Department of Epidemiology and Biostatistics, 3078Michigan State University, East Lansing, MI, USA.
Stat Methods Med Res. 2021 Mar;30(3):769-784. doi: 10.1177/0962280220975064. Epub 2020 Dec 1.
We develop a joint modeling method for multivariate interval-censored survival data and a time-dependent covariate that is intermittently measured with error. The joint model is estimated using nonparametric maximum likelihood estimation, which is carried out via an expectation-maximization algorithm, and the inference for finite-dimensional parameters is performed using bootstrap. We also develop a similar joint modeling method for univariate interval-censored survival data and a time-dependent covariate, which excels the existing methods in terms of model flexibility and interpretation.

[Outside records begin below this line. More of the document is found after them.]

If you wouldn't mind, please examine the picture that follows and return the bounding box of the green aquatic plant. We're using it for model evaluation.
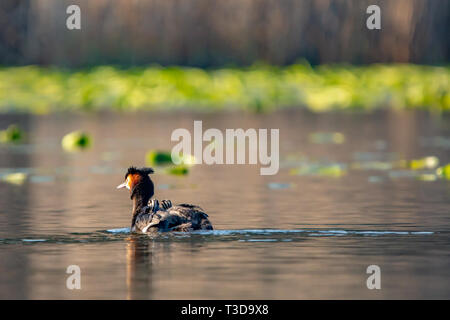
[166,165,189,176]
[436,163,450,180]
[0,63,450,113]
[61,131,92,152]
[309,132,345,144]
[1,172,28,185]
[289,163,347,178]
[0,124,24,143]
[409,156,439,170]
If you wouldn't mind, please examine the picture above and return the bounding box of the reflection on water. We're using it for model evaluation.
[0,110,450,299]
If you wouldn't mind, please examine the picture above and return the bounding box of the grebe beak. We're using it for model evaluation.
[117,181,128,189]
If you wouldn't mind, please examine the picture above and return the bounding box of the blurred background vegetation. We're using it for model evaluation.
[0,0,450,112]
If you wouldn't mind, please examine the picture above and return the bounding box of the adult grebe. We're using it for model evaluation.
[117,167,213,233]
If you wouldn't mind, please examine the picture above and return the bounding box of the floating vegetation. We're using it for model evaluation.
[409,157,439,170]
[166,165,189,176]
[419,136,450,149]
[0,63,450,113]
[309,132,345,144]
[267,182,294,190]
[367,176,384,183]
[61,131,92,152]
[417,173,438,181]
[289,163,347,178]
[1,172,28,185]
[0,124,23,143]
[145,150,173,166]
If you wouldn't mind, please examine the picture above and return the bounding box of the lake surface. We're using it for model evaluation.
[0,110,450,299]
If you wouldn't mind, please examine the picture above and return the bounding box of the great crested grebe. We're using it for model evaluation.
[117,167,213,233]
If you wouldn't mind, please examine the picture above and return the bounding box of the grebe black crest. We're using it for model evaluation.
[117,167,213,233]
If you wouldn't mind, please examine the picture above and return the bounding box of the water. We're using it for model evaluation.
[0,110,450,299]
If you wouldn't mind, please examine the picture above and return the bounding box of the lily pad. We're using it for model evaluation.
[145,150,173,166]
[61,131,92,152]
[409,156,439,170]
[309,132,345,144]
[0,124,23,143]
[436,163,450,180]
[166,165,189,176]
[2,172,28,185]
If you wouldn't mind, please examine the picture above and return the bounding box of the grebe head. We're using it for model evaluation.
[117,167,154,203]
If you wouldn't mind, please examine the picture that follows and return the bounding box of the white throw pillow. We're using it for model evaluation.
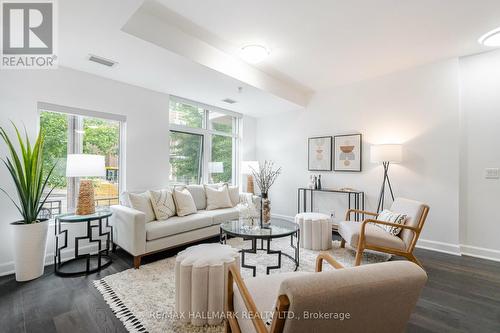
[205,185,233,210]
[128,192,156,222]
[173,188,197,216]
[149,190,175,221]
[377,209,406,236]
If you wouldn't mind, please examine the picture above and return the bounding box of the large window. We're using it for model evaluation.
[169,97,240,184]
[40,109,121,215]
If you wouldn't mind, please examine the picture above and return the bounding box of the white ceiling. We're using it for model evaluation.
[58,0,500,116]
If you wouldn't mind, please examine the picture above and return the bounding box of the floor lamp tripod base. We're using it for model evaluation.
[377,162,394,213]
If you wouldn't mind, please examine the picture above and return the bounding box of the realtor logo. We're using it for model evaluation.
[1,0,57,69]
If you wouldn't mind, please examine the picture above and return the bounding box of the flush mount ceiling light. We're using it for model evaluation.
[241,44,270,64]
[479,28,500,46]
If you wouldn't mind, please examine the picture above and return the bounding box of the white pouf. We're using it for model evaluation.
[175,244,240,326]
[295,213,332,251]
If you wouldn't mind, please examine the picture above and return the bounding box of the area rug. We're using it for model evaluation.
[94,238,390,333]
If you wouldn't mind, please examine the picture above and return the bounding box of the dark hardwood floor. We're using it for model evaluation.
[0,233,500,333]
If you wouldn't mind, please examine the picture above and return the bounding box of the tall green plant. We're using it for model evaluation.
[0,123,56,224]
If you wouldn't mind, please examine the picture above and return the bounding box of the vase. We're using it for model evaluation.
[261,193,271,225]
[11,219,49,281]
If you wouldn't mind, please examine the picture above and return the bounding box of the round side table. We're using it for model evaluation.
[54,209,113,277]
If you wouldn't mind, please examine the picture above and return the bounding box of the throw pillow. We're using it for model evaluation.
[205,185,233,210]
[149,190,175,221]
[128,192,156,222]
[377,209,406,236]
[173,188,197,216]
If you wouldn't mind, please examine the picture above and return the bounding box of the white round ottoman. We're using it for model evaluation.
[295,213,332,251]
[175,244,240,326]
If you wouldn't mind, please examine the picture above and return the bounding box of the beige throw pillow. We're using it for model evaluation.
[149,190,175,221]
[205,185,233,210]
[128,192,156,222]
[173,188,197,216]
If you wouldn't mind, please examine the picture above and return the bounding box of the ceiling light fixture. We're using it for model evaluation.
[241,44,271,64]
[479,28,500,46]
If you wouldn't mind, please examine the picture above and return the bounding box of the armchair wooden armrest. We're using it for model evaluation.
[345,209,378,221]
[316,253,344,272]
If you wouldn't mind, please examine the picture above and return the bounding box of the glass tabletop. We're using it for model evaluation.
[56,209,113,222]
[220,219,299,238]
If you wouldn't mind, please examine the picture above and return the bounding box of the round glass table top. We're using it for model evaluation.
[56,209,113,222]
[220,219,299,238]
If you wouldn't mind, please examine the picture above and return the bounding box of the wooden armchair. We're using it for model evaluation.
[226,253,427,333]
[339,198,429,267]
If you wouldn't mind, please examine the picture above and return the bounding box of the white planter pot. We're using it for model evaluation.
[11,220,49,281]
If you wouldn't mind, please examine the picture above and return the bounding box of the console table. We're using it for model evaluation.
[297,187,365,221]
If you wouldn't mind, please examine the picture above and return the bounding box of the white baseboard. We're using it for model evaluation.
[416,239,461,256]
[0,244,97,276]
[460,244,500,261]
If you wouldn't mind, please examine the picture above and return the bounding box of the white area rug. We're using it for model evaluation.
[94,237,390,333]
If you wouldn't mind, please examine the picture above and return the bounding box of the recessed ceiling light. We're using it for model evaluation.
[241,44,270,64]
[479,28,500,46]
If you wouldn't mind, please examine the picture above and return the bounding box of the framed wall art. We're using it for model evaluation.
[333,134,362,172]
[307,136,333,171]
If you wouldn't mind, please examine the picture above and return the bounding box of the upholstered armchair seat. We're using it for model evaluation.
[339,198,429,266]
[339,221,406,250]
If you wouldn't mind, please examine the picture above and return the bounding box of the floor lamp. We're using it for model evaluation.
[370,144,402,213]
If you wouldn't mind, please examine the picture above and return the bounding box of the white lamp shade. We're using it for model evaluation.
[66,154,106,177]
[208,162,224,173]
[241,161,259,175]
[370,144,403,163]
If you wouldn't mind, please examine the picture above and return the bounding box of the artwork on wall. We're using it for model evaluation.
[307,136,333,171]
[334,134,362,172]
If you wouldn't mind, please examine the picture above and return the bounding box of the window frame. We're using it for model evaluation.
[168,95,243,186]
[37,102,127,209]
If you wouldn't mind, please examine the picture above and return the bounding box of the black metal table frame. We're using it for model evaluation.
[219,227,300,276]
[54,215,115,277]
[297,187,365,221]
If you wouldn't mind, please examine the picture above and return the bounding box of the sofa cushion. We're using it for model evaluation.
[339,221,405,250]
[205,185,233,210]
[173,188,197,216]
[198,208,240,224]
[185,185,207,210]
[127,192,156,223]
[149,190,175,221]
[146,214,212,241]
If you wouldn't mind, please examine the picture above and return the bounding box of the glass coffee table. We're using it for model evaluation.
[220,218,300,276]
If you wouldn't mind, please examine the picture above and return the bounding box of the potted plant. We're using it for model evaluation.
[0,124,55,281]
[252,161,281,224]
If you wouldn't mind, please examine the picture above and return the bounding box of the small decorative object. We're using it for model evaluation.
[253,161,281,224]
[0,124,55,281]
[241,161,259,194]
[308,136,332,171]
[66,154,106,215]
[370,144,403,213]
[334,134,362,172]
[308,175,314,189]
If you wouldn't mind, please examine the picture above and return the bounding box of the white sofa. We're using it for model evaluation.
[110,185,260,268]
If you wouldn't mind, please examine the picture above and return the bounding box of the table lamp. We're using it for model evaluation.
[370,144,403,213]
[241,161,259,194]
[66,154,106,215]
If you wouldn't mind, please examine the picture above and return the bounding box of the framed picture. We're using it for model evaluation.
[333,134,362,172]
[307,136,333,171]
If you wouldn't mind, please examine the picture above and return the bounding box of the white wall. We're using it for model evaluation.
[460,51,500,260]
[0,68,169,275]
[257,59,459,253]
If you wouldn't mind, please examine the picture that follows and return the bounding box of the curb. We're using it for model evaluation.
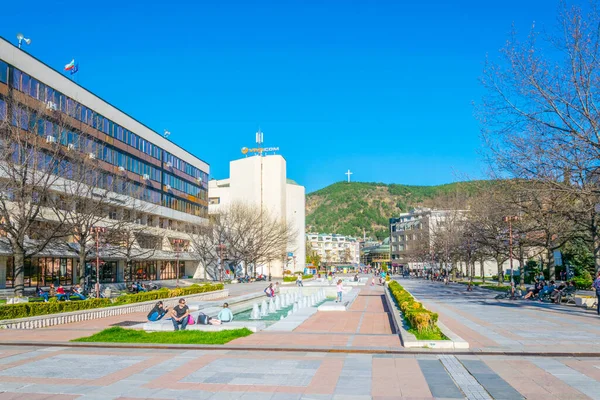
[1,342,600,358]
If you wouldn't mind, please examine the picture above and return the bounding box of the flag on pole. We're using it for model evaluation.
[65,59,76,71]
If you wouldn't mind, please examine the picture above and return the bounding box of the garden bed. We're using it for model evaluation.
[71,326,252,344]
[385,281,469,349]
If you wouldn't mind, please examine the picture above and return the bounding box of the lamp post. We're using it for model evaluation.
[173,239,183,287]
[502,215,520,284]
[90,226,106,299]
[217,243,227,282]
[17,33,31,48]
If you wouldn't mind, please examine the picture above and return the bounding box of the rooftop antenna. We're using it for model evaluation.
[17,32,31,48]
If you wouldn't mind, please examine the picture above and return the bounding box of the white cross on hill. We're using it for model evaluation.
[344,170,353,183]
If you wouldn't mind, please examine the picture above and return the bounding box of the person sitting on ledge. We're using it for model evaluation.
[264,283,275,297]
[217,303,233,322]
[56,284,69,301]
[148,301,169,322]
[35,286,48,302]
[171,299,190,331]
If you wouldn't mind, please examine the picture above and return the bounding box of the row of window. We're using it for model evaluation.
[0,61,208,181]
[163,172,206,198]
[5,99,207,217]
[6,257,185,288]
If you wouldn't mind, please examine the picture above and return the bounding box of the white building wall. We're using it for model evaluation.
[208,155,306,276]
[286,183,306,272]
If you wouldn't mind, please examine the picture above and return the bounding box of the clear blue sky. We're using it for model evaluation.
[0,0,558,192]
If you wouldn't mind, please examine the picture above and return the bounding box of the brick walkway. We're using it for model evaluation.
[230,286,402,350]
[0,346,600,400]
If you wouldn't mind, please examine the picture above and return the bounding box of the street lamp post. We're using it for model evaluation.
[502,215,519,284]
[173,239,183,287]
[217,243,227,282]
[90,226,106,299]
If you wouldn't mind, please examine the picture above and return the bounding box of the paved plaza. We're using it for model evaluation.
[0,279,600,400]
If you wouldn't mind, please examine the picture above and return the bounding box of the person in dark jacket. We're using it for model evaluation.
[148,301,168,321]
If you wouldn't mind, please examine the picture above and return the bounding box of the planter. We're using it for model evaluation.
[575,297,596,307]
[0,289,229,329]
[384,282,469,349]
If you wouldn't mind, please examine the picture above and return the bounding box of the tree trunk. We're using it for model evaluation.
[13,250,25,297]
[519,254,525,286]
[479,258,485,283]
[496,258,504,286]
[78,251,86,284]
[547,248,556,281]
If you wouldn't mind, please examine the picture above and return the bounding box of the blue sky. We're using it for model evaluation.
[0,0,572,192]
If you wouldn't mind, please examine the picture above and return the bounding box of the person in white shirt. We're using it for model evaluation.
[217,303,233,322]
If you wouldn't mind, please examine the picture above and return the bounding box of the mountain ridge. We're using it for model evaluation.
[306,181,491,239]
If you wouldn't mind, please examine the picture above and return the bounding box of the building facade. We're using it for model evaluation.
[208,155,306,277]
[0,38,209,288]
[306,233,360,266]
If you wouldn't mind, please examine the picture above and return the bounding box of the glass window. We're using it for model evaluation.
[0,61,8,83]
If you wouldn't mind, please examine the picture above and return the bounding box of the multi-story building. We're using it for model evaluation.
[306,233,360,265]
[0,38,209,288]
[390,208,462,269]
[208,152,306,276]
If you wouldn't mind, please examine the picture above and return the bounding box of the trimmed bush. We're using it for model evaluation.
[0,283,223,320]
[388,281,439,334]
[0,299,112,320]
[283,275,313,282]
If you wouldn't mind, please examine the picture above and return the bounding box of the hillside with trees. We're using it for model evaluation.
[306,181,488,239]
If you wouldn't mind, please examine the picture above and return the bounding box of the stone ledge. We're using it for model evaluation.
[384,285,469,349]
[0,289,229,329]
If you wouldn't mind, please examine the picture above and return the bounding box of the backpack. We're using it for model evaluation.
[198,313,209,325]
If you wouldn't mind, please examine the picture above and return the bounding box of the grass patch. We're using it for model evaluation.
[408,326,448,340]
[71,326,252,344]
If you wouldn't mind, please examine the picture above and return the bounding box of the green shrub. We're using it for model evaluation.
[0,299,112,320]
[283,274,313,282]
[0,283,223,320]
[573,271,594,290]
[114,283,223,305]
[388,281,439,334]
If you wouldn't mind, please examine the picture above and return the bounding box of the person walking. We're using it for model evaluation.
[335,279,344,303]
[592,271,600,315]
[171,299,190,331]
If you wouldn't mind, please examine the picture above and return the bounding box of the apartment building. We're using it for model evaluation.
[306,233,360,265]
[0,38,209,288]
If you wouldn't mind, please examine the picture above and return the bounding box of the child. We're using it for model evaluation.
[335,279,344,303]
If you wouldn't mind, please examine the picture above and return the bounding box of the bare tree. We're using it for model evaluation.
[478,1,600,268]
[0,93,76,296]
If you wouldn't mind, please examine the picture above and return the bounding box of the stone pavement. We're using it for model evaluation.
[229,286,402,351]
[0,345,600,400]
[398,279,600,353]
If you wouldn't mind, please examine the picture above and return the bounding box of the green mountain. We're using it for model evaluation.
[306,181,489,239]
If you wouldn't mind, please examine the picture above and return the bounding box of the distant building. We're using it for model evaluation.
[306,233,360,265]
[360,238,390,268]
[390,208,454,269]
[208,155,306,277]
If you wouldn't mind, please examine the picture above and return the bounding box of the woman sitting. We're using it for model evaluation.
[148,301,169,322]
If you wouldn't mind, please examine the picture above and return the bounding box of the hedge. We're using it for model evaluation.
[283,275,313,282]
[0,283,223,320]
[388,281,439,334]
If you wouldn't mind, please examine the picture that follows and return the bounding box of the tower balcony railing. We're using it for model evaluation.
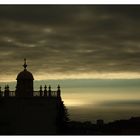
[0,91,60,97]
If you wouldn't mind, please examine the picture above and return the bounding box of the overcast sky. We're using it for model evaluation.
[0,5,140,81]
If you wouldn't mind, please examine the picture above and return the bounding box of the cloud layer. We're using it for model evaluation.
[0,5,140,80]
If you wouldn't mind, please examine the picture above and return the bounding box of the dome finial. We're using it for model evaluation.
[23,58,27,70]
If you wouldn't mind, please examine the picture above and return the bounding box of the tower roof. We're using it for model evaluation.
[16,59,34,80]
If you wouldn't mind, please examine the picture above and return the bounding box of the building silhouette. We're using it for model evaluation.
[0,59,67,135]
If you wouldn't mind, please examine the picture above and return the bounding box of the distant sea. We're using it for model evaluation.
[0,79,140,122]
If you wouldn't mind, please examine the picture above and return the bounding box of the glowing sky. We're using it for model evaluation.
[0,5,140,82]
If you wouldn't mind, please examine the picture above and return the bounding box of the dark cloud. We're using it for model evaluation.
[0,5,140,80]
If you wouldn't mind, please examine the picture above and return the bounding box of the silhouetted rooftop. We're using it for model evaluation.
[17,69,34,80]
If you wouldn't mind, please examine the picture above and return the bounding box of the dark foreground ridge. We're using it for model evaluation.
[0,97,66,135]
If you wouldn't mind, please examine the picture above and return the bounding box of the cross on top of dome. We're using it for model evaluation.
[23,58,27,70]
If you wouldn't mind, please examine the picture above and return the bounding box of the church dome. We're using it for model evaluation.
[17,59,34,80]
[17,69,34,80]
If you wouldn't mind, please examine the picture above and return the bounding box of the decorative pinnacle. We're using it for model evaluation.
[23,58,27,70]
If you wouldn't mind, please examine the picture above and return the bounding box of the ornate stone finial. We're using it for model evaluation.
[23,58,27,70]
[44,85,47,90]
[49,85,51,90]
[40,85,42,90]
[57,85,60,89]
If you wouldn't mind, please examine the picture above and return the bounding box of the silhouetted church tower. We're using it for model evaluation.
[15,59,34,97]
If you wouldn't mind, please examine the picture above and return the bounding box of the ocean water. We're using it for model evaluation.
[0,79,140,122]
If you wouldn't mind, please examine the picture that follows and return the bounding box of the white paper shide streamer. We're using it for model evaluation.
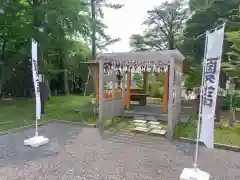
[200,25,224,148]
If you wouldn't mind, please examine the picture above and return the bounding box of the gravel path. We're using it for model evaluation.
[0,123,240,180]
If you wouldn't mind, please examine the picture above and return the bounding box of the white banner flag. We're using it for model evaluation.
[32,40,41,120]
[200,25,224,148]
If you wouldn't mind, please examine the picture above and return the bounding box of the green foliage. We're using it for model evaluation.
[222,9,240,81]
[130,0,188,51]
[0,0,120,95]
[220,93,240,110]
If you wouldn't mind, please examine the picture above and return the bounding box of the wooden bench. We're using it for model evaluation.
[130,89,148,105]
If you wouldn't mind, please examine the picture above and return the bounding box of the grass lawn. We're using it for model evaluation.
[174,118,240,147]
[0,95,91,131]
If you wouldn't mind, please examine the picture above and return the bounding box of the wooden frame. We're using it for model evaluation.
[84,50,185,139]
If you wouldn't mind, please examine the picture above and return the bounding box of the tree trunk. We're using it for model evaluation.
[0,80,3,97]
[64,69,69,95]
[91,0,96,60]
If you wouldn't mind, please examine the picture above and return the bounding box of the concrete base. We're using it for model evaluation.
[24,136,49,147]
[180,168,210,180]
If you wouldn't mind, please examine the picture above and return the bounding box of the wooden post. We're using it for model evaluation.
[162,71,169,113]
[167,61,175,140]
[98,59,104,133]
[125,70,131,110]
[95,64,99,104]
[143,70,148,93]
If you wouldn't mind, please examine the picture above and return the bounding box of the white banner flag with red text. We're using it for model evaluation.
[32,40,41,120]
[200,25,225,148]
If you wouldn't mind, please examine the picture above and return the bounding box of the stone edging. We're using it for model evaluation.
[179,137,240,152]
[0,119,96,136]
[51,119,96,128]
[0,120,53,136]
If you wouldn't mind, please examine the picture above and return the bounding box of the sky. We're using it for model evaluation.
[104,0,164,52]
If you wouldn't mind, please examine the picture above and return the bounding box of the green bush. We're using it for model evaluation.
[220,93,240,110]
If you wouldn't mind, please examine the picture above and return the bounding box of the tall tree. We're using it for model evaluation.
[180,0,240,89]
[130,0,188,51]
[90,0,123,59]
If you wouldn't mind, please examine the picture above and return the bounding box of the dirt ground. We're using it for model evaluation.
[182,100,240,120]
[0,123,240,180]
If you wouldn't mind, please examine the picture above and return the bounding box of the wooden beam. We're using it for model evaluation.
[162,71,169,113]
[94,64,99,104]
[125,71,131,110]
[143,70,148,93]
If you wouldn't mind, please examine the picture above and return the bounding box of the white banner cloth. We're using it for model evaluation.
[200,25,224,148]
[32,40,41,120]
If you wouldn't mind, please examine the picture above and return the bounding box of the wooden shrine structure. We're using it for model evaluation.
[86,50,185,139]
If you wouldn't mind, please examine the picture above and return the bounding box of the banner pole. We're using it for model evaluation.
[193,31,209,169]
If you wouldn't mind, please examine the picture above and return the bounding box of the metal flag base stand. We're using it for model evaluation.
[180,168,210,180]
[24,136,49,147]
[24,116,49,148]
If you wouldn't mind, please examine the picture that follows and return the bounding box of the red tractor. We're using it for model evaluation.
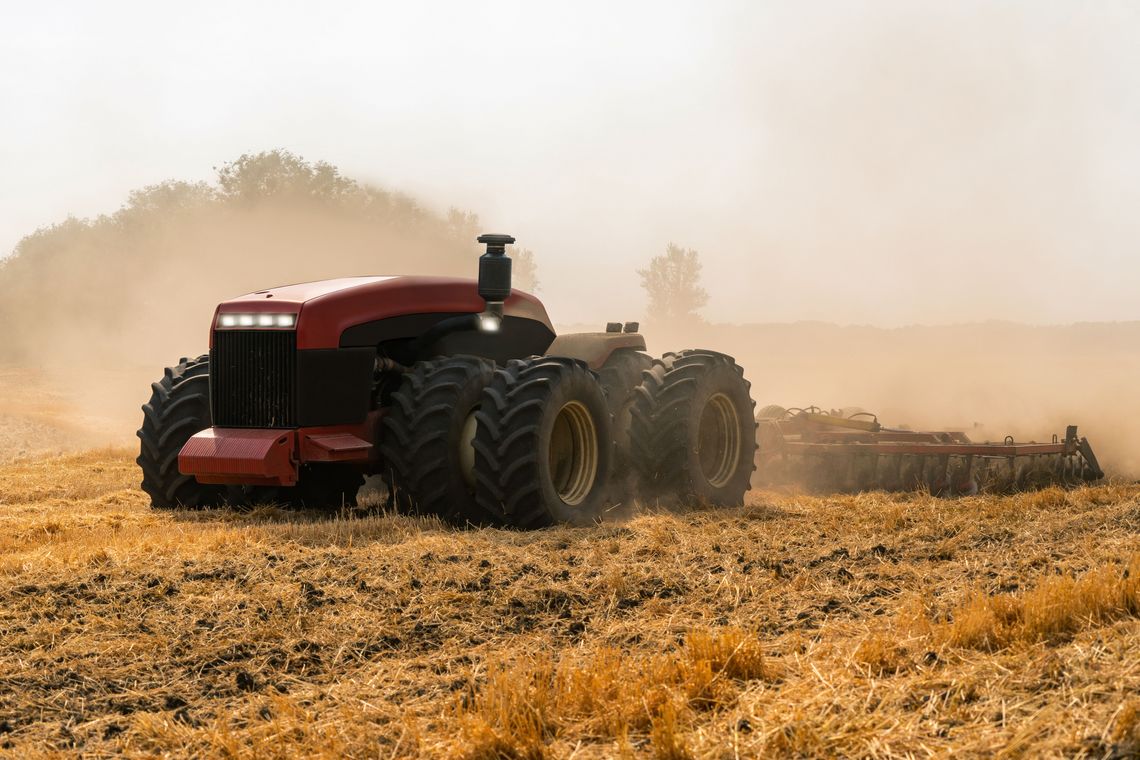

Simulation studies show that the model fitting and inference approaches perform very well under realistic sample sizes. We apply the method to a longitudinal study of dental caries in African-American children from low-income families in the city of Detroit, Michigan.
我们开发了一种用于多元区间 censored 生存数据和具有误差的间断性测量的时变协变量的联合建模方法。联合模型使用非参数最大似然估计进行估计,该方法通过期望最大化算法进行,并且使用引导进行有限维参数的推断。我们还开发了一种用于单变量区间 censored 生存数据和时变协变量的类似联合建模方法,该方法在模型灵活性和解释方面优于现有方法。模拟研究表明,在实际样本量下,模型拟合和推断方法的性能非常出色。我们将该方法应用于密歇根州底特律市低收入家庭的非裔美国儿童的龋齿纵向研究。